I also love Itzhak Perlman, and was pretty excited that he performed alongside Yo-Yo Ma and others.
My sister-in-law Jenn posted thoughts on this inauguration that echo my own so well that I'll just encourage you to read her words here.
"For true equality comes when the color of one's skin is not even a factor--good or bad. [Martin Luther King, Jr.] dreamed of a day when people would be judged not by the color of their skin but the content of their character, and, though the balance has shifted in the other direction, I don't believe we're there yet."

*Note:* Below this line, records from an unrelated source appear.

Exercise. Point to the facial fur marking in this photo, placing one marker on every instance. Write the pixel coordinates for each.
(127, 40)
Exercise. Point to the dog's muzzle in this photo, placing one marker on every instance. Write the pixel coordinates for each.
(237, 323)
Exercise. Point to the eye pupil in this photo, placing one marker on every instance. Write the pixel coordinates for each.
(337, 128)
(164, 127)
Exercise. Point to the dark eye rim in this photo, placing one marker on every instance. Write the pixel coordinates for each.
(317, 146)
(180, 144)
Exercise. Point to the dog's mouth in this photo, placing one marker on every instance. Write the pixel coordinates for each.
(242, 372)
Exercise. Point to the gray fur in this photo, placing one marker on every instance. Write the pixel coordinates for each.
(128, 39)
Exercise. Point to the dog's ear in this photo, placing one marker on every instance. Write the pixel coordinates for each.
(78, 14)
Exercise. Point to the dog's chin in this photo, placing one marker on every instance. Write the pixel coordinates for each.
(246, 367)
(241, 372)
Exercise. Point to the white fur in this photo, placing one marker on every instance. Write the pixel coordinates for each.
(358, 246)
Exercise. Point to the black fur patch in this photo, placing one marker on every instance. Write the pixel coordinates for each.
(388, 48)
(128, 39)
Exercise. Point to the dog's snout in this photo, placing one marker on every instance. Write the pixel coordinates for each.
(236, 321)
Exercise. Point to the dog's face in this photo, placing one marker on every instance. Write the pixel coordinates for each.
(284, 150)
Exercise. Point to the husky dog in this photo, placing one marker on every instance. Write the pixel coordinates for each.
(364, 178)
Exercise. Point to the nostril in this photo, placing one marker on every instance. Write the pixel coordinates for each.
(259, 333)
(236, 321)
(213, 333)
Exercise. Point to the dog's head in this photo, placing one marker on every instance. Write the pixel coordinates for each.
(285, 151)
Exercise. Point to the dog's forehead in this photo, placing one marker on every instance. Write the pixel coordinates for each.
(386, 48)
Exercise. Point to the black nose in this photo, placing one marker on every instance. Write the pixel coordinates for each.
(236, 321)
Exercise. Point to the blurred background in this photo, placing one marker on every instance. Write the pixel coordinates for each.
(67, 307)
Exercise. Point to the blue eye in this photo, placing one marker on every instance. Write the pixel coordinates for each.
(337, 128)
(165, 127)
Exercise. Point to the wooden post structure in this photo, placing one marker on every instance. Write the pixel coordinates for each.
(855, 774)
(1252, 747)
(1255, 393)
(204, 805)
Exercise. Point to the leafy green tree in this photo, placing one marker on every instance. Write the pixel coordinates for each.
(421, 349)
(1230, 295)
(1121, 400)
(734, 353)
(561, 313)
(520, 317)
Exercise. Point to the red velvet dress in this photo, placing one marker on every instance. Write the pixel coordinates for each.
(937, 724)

Finally, I can't help mentioning it - and there's no way of putting this nicely - Obama et al. screwed up majorly at the swearing in process. Really, how do you mess that up that badly?
I am not happy about our new President, but I am happy when I call this to mind:
Oh, say, can you see, by the dawn's early light,
What so proudly we hail'd at the twilight's last gleaming?
Whose broad stripes and bright stars, thro' the perilous fight,
O'er the ramparts we watch'd, were so gallantly streaming?
And the rockets' red glare, the bombs bursting in air,
Gave proof thro' the night that our flag was still there.
O say, does that star-spangled banner yet wave
O'er the land of the free and the home of the brave?
...
O, thus be it ever when free men shall stand,
Between their lov'd homes and the war's desolation;
Blest with vict'ry and peace, may the heav'n-rescued land
Praise the Pow'r that hath made and preserv'd us a nation!
Then conquer we must, when our cause is just,
And this be our motto: "In God is our trust"
And the star-spangled banner in triumph shall wave
O'er the land of the free and the home of the brave!
Isn't it increcible that we get to live in a country where there is a peaceful transition of power? I may not be pleased with who the new president is, but I am certainly grateful that the transition didn't occur at the end of a gun barrel.